Report: Vatican’s Amazon Synod Funded by Pro-Abortion Ford Foundation

A representative of one of the Amazon Rainforest's ethnic groups attends the morning session, on the second day of the Special Assembly of the Synod of Bishops for the Pan-Amazon Region on October 8, 2019 in the Vatican. - Pope Francis is gathering Catholic bishops at the Vatican to champion …
ANDREAS SOLARO/AFP via Getty

ROME — The Vatican synod of bishops on the Amazon region receives significant financing from the pro-abortion Ford Foundation, reveals investigative Vatican reporter Edward Pentin.

Groups belonging to the Pan-Amazon Ecclesial Network (REPAM), the primary organizer of the Vatican synod, have received millions of dollars in grants from the U.S.-based Ford Foundation, Mr. Pentin reported Thursday, despite Pope Francis’ declaration that the Church refuses to accept “dirty money.”

“A missionary council for indigenous peoples run by the Brazilian bishops’ conference has received almost $2 million from the pro-abortion Ford Foundation since 2006,” Pentin said, citing Brazilian investigator Bernardo Küster, who provided an itemized list of the grants taken from the Ford Foundation’s grants database.

Mr.
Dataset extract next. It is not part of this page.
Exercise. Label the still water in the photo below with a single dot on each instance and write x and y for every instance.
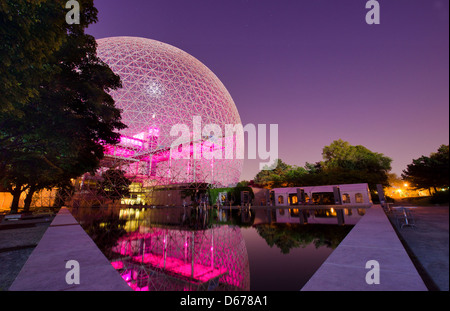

Pentin asked the head of the Missionary Council for Indigenous Peoples (CIMI), Archbishop Roque Paloschi of Porto Velho, Brazil, about the funding at Thursday’s press briefing at the Vatican and the archbishop did not deny.

The Ford Foundation is known for its consistent support for abortion rights and has also been a vocal advocate of gender ideology and LGBT activism.

Since 2010, CIMI has received $739,269 from the Ford Foundation, Pentin reported. Some of the funds were spent on “Natural Resources and Climate Change” along with “Urban and rural land management” and “Civil and human rights,” CIMI says on its website.

For its part, a local branch of CIMI, the Indigenous Council of Roraima, received $1,164,906 from the Ford Foundation from 2006 until 2018, Pentin wrote.

CIMI itself was founded by Erwin Kräutler, emeritus bishop of Xingu, Brazil, who is an advocate for women’s ordination as well as for ordaining married men in the Amazon to address the priest shortage.

Yet CIMI was not the only synod organization accepting the Ford Foundation’s dirty money, Pentin said. Two other groups that work closely with REPAM have also received funding from the Ford Foundation, namely, the Coordinating Body for the Indigenous People’ Organizations of the Amazon Basin (COICA) and the Coordinating Body of Indigenous Organizations of the Brazilian Amazon (COIAB)

From 2007 to 2018, COICA received $4,097,535, reports show, while, COIAB has received $1,623,443 in roughly the same period, from 2010 to 2018.

In 2016, Pope Francis publicly refused a donation from the Argentinean government in the amount of over $1 million destined for the Scholas Occurrentes Pontifical Foundation, an organization commissioned by Francis when he was archbishop of Buenos Aires to promote social integration and a “culture of encounter.”

At the time, Francis explained to the leaders of Scholas Occurrentes that the Argentinean government has to meet many needs of the people, “but you have no right to ask them a penny. God always provides for us by divine providence.”

Not long before, Francis insisted in a General Audience that the People of God have no need of “dirty money” and that the Church would not accept funds from those who exploit people.

Raising his voice in evident irritation, the Pope said that “some benefactors of the Church come forward with their donation — ‘take this for the Church’ — but this offering is the fruit of the blood of so many exploited, mistreated, enslaved, underpaid people!”

“I will say to these people, ‘Please, take back your check, burn it!’” he said.

Pope Francis has compared abortion to hiring a hit man to “take out” a child, proposing that the abortion mentality mirrors that of the mafia.